Illusive Networks appoints Steve Katz to board of advisors

Cyber-defense firm Illusive Networks has named Steve Katz to its board of advisors. Katz, who has worked in the sector for nearly 40 years, is the founder of consultancy Security Risk Solutions, LLC. He is also the first to take on a chief information security officer position (CISO), effectively coining the role’s name.

“I’ve seen massive changes take place during my career in cybersecurity, and the pace of change today keeps this field both interesting and challenging,” Katz said. ”There’s always more to learn, and there are always new companies with fresh ideas that need mentoring and guidance. I’m looking forward to offering these to Illusive Networks.”

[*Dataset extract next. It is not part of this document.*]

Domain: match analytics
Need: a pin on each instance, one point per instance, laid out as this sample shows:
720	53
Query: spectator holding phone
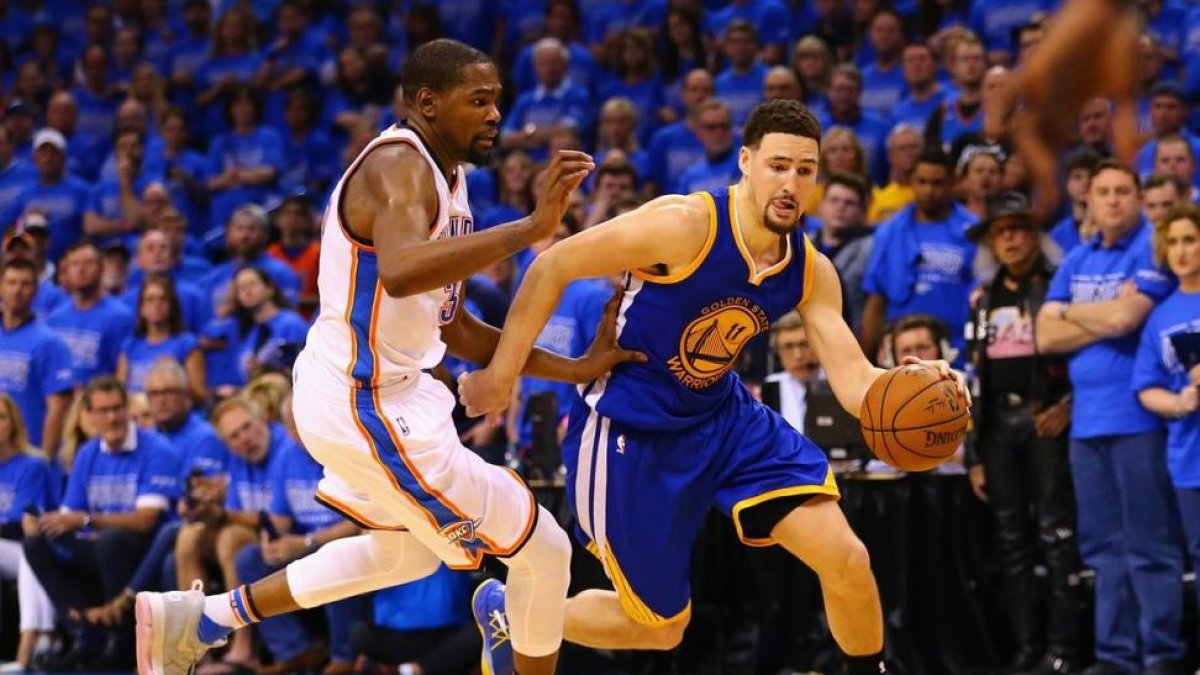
1167	374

Katz began his career at JP Morgan, where he first served as an information security officer, before moving to head of information security. He worked at the company for 11 years. He then moved to Citigroup, where he was named the industry’s first CISO, a role he held for six years. Since then, Katz has worked in numerous cybersecurity-related positions, including executive advisor to the head of technology at Kaiser Permanente. Since 2003, he has acted as executive advisor of security and privacy at Big Four firm Deloitte.

Illusive Networks appoints Steve Katz to board of advisors

Katz has testified numerous times before US Congress on matters regarding financial services security, and worked as financial services sector coordinator for critical infrastructure protection by the Secretary of the Treasury. He holds a degree from New York University.

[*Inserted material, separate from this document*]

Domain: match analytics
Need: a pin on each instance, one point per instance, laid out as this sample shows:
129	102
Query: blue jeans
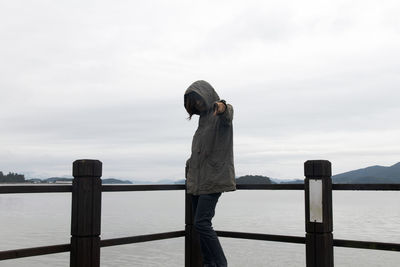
204	210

“We’re fundamentally changing the way organizations approach cybersecurity,” Ofer Israeli, CEO of Illusive Networks, said. “Steve has proven his ability to adapt to the ever-changing cybersecurity environment and come out on top, so we’re excited to put his experience and expertise to work for our customers.”

Illusive Networks is headquartered in both Tel Aviv, Israel and New York City. It was founded in 2014. The company works with its clients to prevent cyberattacks by using “agentless, advanced automation” to stop would-be threats before they take action.